New metformin formulation broadens candidate population

CHICAGO – A novel delayed-release formulation of oral metformin holds the promise of making the drug work for the many patients with type 2 diabetes who are unable to take generic metformin because of renal insufficiency or GI intolerance.

The key to this development was the discovery that metformin’s primary site of action isn’t the circulation, it’s the lower bowel – specifically, the gut enteroendocrine L-cells. Metformin plasma exposure is not required for the drug’s glucose-lowering effects, Dr.
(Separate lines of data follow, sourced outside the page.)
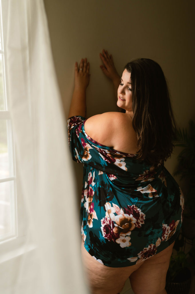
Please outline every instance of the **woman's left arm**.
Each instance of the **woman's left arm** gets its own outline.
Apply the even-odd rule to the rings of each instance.
[[[87,59],[81,59],[79,68],[75,64],[74,88],[72,95],[68,117],[79,116],[85,117],[86,114],[86,89],[89,83],[89,63]]]

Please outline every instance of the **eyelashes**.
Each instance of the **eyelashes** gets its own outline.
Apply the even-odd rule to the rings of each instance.
[[[124,85],[124,84],[123,84],[122,83],[121,83],[120,84],[120,85],[121,86],[123,86],[123,85]],[[130,88],[129,87],[128,87],[128,89],[129,91],[132,91],[132,89]]]

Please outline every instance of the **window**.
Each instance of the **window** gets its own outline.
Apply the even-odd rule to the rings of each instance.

Ralph A. DeFronzo asserted at the annual scientific sessions of the American Diabetes Association.

The investigational proprietary delayed-release formulation of metformin, known as NewMet, is designed to minimize the drug’s bioavailability. The delayed-release tablet bypasses the highly absorptive upper bowel, instead delivering the medication to the distal small intestine, where metformin is poorly absorbed into the circulation and enteroendocrine L-cells are concentrated. Metformin’s glucose-lowering effects are now thought to result from the drug’s stimulation of the L-cells to release gut hormones, including glucagon-like peptide-1 (GLP-1) and peptide YY, said Dr. DeFronzo, professor of medicine and director of the diabetes division at University of Texas Health Science Center at San Antonio.
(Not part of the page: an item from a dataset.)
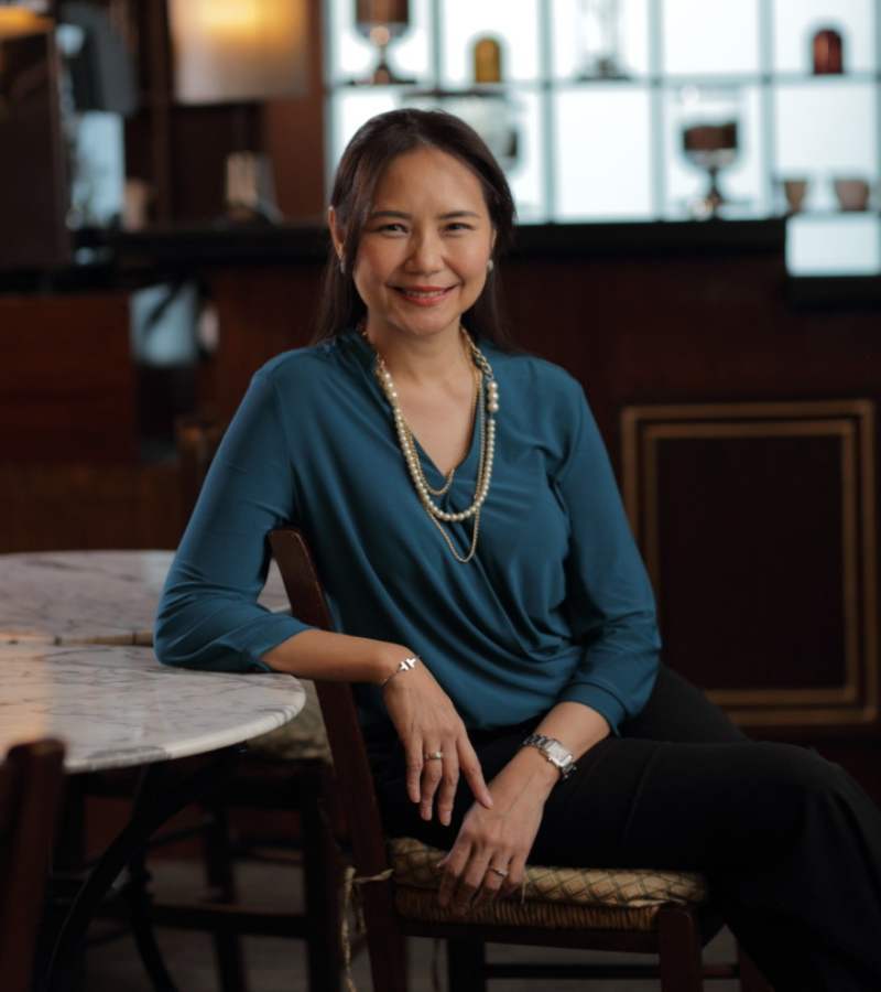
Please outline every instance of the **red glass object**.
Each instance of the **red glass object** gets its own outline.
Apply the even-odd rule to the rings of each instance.
[[[828,76],[845,71],[841,35],[831,28],[825,28],[814,35],[814,72]]]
He presented a proof-of-concept study demonstrating that metformin’s glucose-lowering effect is dissociated from plasma drug levels. The randomized, double-blind, crossover study involved 24 patients with type 2 diabetes. After being withdrawn from oral diabetes therapy for 2 weeks, they received in random order 5 days of commercially available, immediate-release metformin at 1,000 mg twice daily; delayed-release metformin at 1,000 mg twice daily; and delayed-release metformin at 500 mg twice daily. Each 5-day treatment period was separated by a 9- to 12-day washout.

Each of the two dosing regimens of delayed-release metformin proved as effective as conventional metformin. They reduced fasting and postprandial plasma glucose levels as well as the 10-hour glucose area under the curve to the same extent as that of immediate-release metformin, without changing the insulin area under the curve. In other words, 1,000 mg/day of delayed-release metformin was as effective as was standard full-dose conventional metformin at 2,000 mg/day. Yet plasma metformin exposure was reduced by 45% with delayed-release metformin at 1,000 mg twice daily and by 57% by the investigational agent at 500 mg twice daily. Both the conventional and delayed-release formulations of metformin increased GLP-1 and peptide YY levels to a similar extent.
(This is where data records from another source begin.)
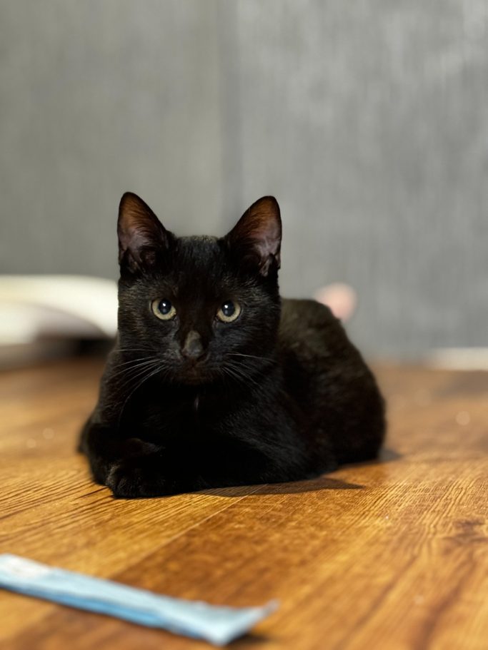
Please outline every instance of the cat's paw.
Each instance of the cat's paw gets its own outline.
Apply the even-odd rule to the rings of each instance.
[[[120,460],[111,467],[105,483],[114,496],[121,499],[172,494],[170,482],[164,479],[163,471],[152,462],[144,462],[144,459]]]

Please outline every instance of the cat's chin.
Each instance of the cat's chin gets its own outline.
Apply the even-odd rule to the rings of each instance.
[[[211,384],[217,378],[218,375],[215,372],[199,367],[185,369],[174,377],[177,383],[186,386],[201,386],[204,384]]]

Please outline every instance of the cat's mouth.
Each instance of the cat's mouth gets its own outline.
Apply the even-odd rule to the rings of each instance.
[[[209,383],[216,378],[215,370],[212,370],[203,359],[184,362],[176,374],[179,381],[191,386]]]

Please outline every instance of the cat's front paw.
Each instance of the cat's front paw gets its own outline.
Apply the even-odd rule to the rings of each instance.
[[[114,496],[121,499],[160,497],[174,492],[171,481],[165,480],[162,468],[144,459],[114,463],[105,482]]]

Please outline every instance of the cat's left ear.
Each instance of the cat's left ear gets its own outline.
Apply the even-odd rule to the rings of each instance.
[[[278,270],[282,244],[279,205],[274,196],[263,196],[242,215],[226,236],[231,250],[254,263],[259,273],[267,276]]]
[[[151,265],[173,238],[149,206],[131,192],[126,192],[120,200],[117,234],[119,263],[131,271]]]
Delayed-release metformin was better tolerated. Unlike conventional metformin, it did not cause any nausea or vomiting, since it was not yet released in the upper bowel. However, both immediate- and delayed-release metformin were associated with a 10%-15% incidence of diarrhea, a side effect of metformin in the lower bowel.

It appears that when a patient is on full-dose conventional metformin, about half of the dose is absorbed into the circulation from the stomach, while the other half continues downstream to the lower bowel, where it actually exerts its therapeutic effects, according to Dr. DeFronzo.

Conventional metformin is contraindicated in patients with renal insufficiency. That’s because once metformin is absorbed into the circulation, it gets cleared by the kidney. If renal function is impaired, the drug accumulates and can cause lactic acidosis due to metformin-induced liver toxicity.

Delayed-release metformin should sidestep this problem because the plasma levels are so much lower than with the conventional drug. That was suggested in a separate study presented at the ADA meeting by Mark Fineman, Ph.D., senior vice president for research and development at San Diego–based Elcelyx Therapeutics Inc., which is developing NewMet. He presented a model designed to predict plasma metformin concentrations that would result if type 2 diabetes patients with varying degrees of renal impairment were to take delayed-release metformin. The results suggested no increased risk of lactic acidosis at 1,000 or 2,000 mg/day. And a study is now underway to see if 800 or 600 mg once daily can provide the full effect seen at 500 mg twice daily in Dr. DeFronzo’s study, Dr. Fineman said in an interview.

Metformin is recommended in ADA treatment guidelines as the initial drug of choice for patients with type 2 diabetes. It is the most commonly prescribed medication for type 2 diabetes in the world. Yet roughly 40% of patients don’t take it due to renal insufficiency or GI intolerance. Moreover, many patients on metformin are unable to take full-dose therapy because of limited tolerability. These are the patient populations where delayed-release metformin could be a boon.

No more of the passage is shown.